Einen Orchesterklang als unverwechselbar zu beschreiben, fällt heute schwer. Genau das reklamieren jedoch die Wiener Philharmoniker für sich. "Die Oboe zum Beispiel ist hier ein anderes Instrument als bei anderen Orchestern: ein früheres, obertonreicheres Exemplar", so Wolfgang Plank. "Auch Hörner, Pauken und sogar die Triangel sind Sonderanfertigungen für die Wiener Philharmoniker."
Der spezielle Klang ist auch von den wichtigsten Dirigenten der jeweiligen Zeit geprägt worden - allen voran vom legendären Hans Richter, dessen Zeit als Chefdirigent von 1875 bis 1898 als "goldene Ära" beschrieben wird. Wagner, Verdi, Bruckner, Brahms und Liszt dirigierten das Orchester oder konzertierten darin als Solisten. Von 1898 bis 1901 arbeitete Gustav Mahler eng mit dem Klangkörper zusammen und führte ihn 1900 auf seine erste Auslandstournee, zur Weltausstellung in Paris. Mit Felix von Weingartner, der die Wiener von 1908 an 19 Jahre lang leitete, verließ das Orchester 1922 erstmals Europa und gastierte in Südamerika. Seit 1933 arbeiten die Wiener Philharmoniker nur noch mit Gastdirigenten.
Dunkle Jahre
Nach dem Anschluss Österreichs an Deutschland im Jahr 1938 lösten die Nationalsozialisten die Selbstverwaltungsstruktur der Wiener Philharmoniker auf, um sie unter staatliche Kontrolle zu bringen. Nur durch Intervention des Dirigenten Wilhelm Furtwängler und anderer konnte dieser Bescheid rückgängig gemacht werden. Alle jüdischen Künstler wurden sofort entlassen. Fünf davon starben im Konzentrationslager, zwei weitere verfolgungsbedingt in Wien. Neun Orchestermitglieder wurden ins Exil gezwungen. Elf Mitglieder, die entweder mit Jüdinnen verheiratet oder als "Halbjuden" stigmatisiert waren, verblieben im Orchester, lebten jedoch unter ständiger Bedrohung. 1942 waren 60 der 123 aktiven Mitglieder der Wiener Philharmoniker Mitglieder der NSDAP, ein viel größerer Anteil als allgemein in der Bevölkerung. Eine fortlaufende Dokumentation der Nazi-Ära mit erschütternden Geschichten einzelner Schicksale ist auf der Homepage der Wiener Philharmoniker zu lesen.
Aufbruch in die Moderne
Sogar das Neujahrskonzert ist eine Tradition aus der Nazi-Ära - was den Glanz der Philharmoniker in der Nachkriegszeit kaum getrübt hat. Sie arbeiteten mit führenden Dirigenten weiter: fünf Jahrzehnte mit Herbert von Karajan und mehrere Jahre mit dem Ehrenmitglied Leonard Bernstein. Trotz aller Traditionsverbundenheit zeigte das Orchester größte Flexibilität in jahrelanger Zusammenarbeit mit dem Originalklang-Experten Nikolaus Harnoncourt.

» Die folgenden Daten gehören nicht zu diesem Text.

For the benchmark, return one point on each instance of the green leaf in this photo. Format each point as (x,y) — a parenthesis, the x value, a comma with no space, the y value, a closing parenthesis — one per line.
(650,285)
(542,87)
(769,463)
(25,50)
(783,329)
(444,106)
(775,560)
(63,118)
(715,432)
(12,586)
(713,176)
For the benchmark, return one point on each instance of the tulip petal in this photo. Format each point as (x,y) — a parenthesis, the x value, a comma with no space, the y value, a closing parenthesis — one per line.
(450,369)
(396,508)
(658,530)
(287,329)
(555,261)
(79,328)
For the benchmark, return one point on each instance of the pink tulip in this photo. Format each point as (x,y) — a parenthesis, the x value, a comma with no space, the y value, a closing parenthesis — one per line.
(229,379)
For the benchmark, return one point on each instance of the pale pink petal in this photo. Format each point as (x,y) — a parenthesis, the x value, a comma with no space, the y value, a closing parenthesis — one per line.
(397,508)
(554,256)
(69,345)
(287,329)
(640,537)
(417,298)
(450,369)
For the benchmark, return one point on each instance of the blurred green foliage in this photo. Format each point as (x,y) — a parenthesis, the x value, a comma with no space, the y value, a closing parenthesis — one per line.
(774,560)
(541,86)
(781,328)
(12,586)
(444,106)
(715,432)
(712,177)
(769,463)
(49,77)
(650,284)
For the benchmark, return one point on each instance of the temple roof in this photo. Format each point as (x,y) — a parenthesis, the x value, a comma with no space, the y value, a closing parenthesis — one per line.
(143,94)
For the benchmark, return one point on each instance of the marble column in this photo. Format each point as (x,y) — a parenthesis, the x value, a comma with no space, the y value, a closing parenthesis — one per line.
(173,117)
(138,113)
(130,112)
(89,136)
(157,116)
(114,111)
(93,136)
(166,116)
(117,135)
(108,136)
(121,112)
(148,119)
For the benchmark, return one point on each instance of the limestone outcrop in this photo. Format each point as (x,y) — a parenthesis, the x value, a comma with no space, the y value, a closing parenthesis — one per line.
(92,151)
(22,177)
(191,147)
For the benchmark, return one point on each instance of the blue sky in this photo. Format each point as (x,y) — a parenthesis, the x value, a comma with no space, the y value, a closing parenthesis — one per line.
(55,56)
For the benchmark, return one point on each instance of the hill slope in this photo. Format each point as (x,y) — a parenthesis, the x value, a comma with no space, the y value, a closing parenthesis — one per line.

Insgesamt gab das vielfach preisgekrönte Orchester in seiner 175-jährigen Geschichte etwa 7000 Konzertauftritte, heute sind es über 40 Konzerte jährlich in Wien und mehr als 50 bei internationalen Gastspielen. Fast jedes Jahr seit 1922 sind die Wiener Philharmoniker bei den Salzburger Festspielen aufgetreten. Sommerliche Freiluftaufführungen am Schloss Schönbrünn in Wien ziehen rund 100.000 Besucher an.
Im noch jungen Jubiläumsjahr gehen die Wiener Phiilharmoniker auf US-Tournee: Ab dem 24. Februar führt sie der Dirigent Franz Welser-Most in New York, Florida und North Carolina. Und ab dem 26. März spielt das Orchester sechs Konzerte unter der Leitung von Andris Nelsons in Wien, Paris, Frankfurt und Dortmund.
Anlässlich des Jubiläumsjahrs der Wiener und der New Yorker Philharmoniker - beide Orchester feiern 2017 ihr 175-jähriges Bestehen - wurde am 23. Februar eine Ausstellung mit Dokumenten beider Orchester am Austrian Cultural Forum in New York eröffnet. Die Ausstellung geht anschließend nach Wien und wird in erweiterter Form im Haus der Musik am 175. Geburtstag der Wiener Philharmoniker, dem 28. März, eröffnet.